In New Jersey, courts have approached partnership law in a manner similar to the Wisconsin courts. By statute, New Jersey defines a partnership as, "an association of two or more persons to carry on as co-owners of a business for profit." N.J.S.A. 42:1-6. Thus, the statute defines partnership as an aggregate of persons. However, like Wisconsin, New Jersey views a partnership as a legal entity for some purposes and as an aggregate for others. For the purposes of facilitating transfers of property, marshalling assets, and protecting the business operation against the immediate impact of personal involvements of the partners, the partnership is regarded as a legal entity. Mazzuchelli v. Silberberg, 29 N.J. 15, 21, 148 A.2d 8 (1959); see also Eule v. Eule Motor Sales, 34 N.J. 537, 545, 170 A.2d 241 (1961) (partnership regarded as entity where wife of partner sues partnership for injuries negligently inflicted by husband while driving automobile owned by partnership); Felice v. Felice, 34 N.J. Super. 388, 391-92, 112 A.2d 581 (App. Div. 1955) (with respect to worker's compensation, partnership is regarded as an entity for the purposes of determining the liability to an employee-wife of a partner). For tax purposes, a partnership is not a legal entity but merely, an aggregation of individuals who have pooled skills, services, or capital to make an income. Hoblitzell v. Howard, 30 N.J. Super. 159, 103 A.2d 625 (Ch. Div.), aff'd, 18 N.J. 104, 112 A.2d 715 (1955).

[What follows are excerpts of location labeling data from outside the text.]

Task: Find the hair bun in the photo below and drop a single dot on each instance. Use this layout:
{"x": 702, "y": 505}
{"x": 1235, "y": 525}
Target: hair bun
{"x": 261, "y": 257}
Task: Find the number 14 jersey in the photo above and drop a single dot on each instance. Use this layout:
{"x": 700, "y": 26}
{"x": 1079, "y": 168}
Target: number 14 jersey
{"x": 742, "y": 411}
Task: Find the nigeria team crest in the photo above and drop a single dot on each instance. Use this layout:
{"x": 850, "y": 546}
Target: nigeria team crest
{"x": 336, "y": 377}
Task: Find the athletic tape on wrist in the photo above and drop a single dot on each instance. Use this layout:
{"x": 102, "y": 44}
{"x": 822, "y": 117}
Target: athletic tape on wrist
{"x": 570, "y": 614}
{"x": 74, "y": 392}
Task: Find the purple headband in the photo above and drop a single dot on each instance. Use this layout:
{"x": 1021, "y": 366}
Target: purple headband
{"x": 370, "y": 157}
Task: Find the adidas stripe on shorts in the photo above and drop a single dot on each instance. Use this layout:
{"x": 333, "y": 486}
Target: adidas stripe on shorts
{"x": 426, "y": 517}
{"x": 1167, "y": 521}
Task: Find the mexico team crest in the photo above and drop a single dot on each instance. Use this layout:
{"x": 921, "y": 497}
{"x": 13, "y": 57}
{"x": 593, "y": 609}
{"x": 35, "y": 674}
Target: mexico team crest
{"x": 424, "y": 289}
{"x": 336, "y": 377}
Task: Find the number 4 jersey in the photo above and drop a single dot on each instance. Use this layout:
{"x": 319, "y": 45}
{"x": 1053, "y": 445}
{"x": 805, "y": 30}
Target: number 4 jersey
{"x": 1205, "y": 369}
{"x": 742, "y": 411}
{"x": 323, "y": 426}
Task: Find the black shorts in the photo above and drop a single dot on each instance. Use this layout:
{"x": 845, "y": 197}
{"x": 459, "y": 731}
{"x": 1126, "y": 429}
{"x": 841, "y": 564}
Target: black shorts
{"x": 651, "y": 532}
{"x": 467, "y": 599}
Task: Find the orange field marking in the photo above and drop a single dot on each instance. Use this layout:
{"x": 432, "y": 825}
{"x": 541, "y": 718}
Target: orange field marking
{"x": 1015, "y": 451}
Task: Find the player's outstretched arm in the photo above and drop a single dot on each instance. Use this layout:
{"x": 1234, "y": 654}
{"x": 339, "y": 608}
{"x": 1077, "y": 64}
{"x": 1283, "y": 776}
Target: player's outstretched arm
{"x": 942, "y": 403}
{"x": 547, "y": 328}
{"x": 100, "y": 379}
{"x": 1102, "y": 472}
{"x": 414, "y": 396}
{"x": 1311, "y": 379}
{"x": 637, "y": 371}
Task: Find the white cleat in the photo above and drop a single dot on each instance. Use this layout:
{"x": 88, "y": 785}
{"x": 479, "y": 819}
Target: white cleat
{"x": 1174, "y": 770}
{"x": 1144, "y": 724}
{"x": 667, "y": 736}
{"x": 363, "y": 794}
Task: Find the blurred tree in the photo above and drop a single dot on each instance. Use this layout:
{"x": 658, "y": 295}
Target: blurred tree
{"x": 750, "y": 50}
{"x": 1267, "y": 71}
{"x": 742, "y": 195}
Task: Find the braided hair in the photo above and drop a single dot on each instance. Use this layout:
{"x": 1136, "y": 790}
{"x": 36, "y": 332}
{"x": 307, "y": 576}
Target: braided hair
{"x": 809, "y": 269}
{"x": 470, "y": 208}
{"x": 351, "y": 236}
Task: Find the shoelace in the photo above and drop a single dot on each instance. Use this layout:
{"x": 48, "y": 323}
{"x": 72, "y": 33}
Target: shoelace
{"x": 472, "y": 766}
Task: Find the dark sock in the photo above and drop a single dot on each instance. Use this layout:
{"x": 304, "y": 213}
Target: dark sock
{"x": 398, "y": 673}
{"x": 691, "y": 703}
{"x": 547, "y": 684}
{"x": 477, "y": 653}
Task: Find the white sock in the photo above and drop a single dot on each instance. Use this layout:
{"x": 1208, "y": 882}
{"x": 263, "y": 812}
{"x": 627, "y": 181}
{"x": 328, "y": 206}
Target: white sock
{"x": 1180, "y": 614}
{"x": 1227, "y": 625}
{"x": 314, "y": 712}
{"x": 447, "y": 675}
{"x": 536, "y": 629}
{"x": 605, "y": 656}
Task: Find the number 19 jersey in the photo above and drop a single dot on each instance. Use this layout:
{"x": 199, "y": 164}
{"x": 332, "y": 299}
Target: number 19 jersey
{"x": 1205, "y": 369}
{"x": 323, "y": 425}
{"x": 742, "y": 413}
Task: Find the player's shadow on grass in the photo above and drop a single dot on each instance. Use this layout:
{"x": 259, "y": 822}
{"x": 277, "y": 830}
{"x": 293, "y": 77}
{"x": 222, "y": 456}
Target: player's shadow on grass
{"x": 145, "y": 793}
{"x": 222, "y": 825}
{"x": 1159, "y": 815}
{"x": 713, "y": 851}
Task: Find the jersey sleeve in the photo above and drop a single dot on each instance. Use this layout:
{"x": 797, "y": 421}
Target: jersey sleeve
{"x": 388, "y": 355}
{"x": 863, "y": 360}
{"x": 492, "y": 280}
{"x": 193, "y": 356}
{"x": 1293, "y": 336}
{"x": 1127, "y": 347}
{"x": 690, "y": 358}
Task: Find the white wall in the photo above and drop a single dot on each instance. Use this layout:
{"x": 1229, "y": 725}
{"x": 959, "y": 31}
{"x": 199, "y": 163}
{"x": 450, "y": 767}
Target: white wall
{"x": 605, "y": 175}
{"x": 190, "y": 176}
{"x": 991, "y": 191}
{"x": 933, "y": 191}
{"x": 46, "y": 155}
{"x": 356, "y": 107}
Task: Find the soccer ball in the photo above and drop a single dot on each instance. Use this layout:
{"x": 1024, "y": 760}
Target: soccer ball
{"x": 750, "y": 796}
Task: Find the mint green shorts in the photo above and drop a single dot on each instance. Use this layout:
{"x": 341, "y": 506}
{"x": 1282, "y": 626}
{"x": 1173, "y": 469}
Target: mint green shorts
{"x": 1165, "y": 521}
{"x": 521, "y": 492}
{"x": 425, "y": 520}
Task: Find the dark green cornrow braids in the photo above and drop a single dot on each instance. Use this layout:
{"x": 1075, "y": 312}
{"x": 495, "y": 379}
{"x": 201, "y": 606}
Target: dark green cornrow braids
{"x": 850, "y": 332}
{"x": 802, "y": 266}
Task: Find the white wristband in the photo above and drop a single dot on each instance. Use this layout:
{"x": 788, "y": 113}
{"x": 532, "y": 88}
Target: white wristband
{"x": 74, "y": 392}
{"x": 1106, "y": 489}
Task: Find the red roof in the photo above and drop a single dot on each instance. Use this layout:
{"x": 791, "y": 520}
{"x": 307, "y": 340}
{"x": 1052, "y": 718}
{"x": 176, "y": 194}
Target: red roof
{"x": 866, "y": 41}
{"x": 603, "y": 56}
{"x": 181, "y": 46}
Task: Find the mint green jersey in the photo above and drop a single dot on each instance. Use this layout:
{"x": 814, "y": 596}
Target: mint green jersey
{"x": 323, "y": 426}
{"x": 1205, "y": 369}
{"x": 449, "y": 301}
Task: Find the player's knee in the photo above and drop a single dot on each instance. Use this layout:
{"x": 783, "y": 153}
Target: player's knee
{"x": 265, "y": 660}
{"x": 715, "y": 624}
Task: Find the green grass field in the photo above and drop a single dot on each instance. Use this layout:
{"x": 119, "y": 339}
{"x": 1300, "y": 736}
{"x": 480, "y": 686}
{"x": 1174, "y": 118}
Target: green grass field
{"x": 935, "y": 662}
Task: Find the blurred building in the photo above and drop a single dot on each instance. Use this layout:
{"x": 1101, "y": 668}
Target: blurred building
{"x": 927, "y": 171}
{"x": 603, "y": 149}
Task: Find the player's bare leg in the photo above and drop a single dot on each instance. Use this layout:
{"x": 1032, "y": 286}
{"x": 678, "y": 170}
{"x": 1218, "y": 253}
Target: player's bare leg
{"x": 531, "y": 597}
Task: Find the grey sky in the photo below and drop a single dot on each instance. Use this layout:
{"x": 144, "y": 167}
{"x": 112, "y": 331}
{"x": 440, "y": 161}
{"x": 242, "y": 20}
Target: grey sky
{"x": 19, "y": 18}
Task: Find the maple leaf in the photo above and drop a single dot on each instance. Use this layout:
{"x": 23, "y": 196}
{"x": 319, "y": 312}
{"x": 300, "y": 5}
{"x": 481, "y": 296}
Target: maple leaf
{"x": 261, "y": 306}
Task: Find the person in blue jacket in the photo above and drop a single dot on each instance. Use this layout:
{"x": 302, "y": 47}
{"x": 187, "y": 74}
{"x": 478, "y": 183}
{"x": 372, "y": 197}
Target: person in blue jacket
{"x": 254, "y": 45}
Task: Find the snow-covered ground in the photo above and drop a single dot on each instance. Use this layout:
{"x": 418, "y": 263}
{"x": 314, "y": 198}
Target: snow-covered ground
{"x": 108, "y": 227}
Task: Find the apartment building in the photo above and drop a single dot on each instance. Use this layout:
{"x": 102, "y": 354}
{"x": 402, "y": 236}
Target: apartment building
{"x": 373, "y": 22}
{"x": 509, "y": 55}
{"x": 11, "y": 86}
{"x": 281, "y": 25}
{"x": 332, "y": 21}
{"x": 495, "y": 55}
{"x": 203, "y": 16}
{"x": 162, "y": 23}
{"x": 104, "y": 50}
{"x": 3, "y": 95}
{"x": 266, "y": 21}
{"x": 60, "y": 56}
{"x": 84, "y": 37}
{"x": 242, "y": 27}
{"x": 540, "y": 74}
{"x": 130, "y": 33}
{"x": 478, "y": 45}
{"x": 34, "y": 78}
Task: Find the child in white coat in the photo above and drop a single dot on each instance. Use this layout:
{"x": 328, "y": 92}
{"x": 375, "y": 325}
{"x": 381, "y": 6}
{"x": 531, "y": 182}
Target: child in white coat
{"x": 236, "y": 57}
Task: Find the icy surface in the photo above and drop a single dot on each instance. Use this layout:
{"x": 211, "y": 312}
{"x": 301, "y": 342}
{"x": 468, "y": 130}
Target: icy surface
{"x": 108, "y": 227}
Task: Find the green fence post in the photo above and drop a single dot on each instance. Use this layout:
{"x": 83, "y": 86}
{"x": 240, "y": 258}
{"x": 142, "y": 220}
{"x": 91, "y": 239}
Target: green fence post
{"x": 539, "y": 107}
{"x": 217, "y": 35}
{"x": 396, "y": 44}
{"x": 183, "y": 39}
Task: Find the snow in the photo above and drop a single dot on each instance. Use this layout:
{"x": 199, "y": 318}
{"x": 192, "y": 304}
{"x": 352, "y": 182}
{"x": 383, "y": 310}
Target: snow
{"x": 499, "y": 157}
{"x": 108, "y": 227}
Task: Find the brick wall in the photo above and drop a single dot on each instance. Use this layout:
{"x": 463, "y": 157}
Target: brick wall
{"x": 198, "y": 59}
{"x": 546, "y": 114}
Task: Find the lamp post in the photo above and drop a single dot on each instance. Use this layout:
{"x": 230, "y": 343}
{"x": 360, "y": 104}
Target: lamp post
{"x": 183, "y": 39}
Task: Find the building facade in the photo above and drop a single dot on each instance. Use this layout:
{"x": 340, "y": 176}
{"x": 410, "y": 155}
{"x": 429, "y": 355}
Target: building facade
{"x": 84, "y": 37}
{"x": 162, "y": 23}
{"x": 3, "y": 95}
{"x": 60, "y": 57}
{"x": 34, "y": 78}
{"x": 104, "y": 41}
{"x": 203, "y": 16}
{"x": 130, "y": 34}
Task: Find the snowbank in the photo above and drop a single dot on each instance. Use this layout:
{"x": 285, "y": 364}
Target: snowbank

In this case, we employ the aggregate theory of partnership. As in the previously cited cases that have considered the issue, the individual partners were listed along with the partnership as the named insured. To do so fulfills the reasonable expectations of the insureds in the context of the language used in the policy and is consistent with established principles of partnership law.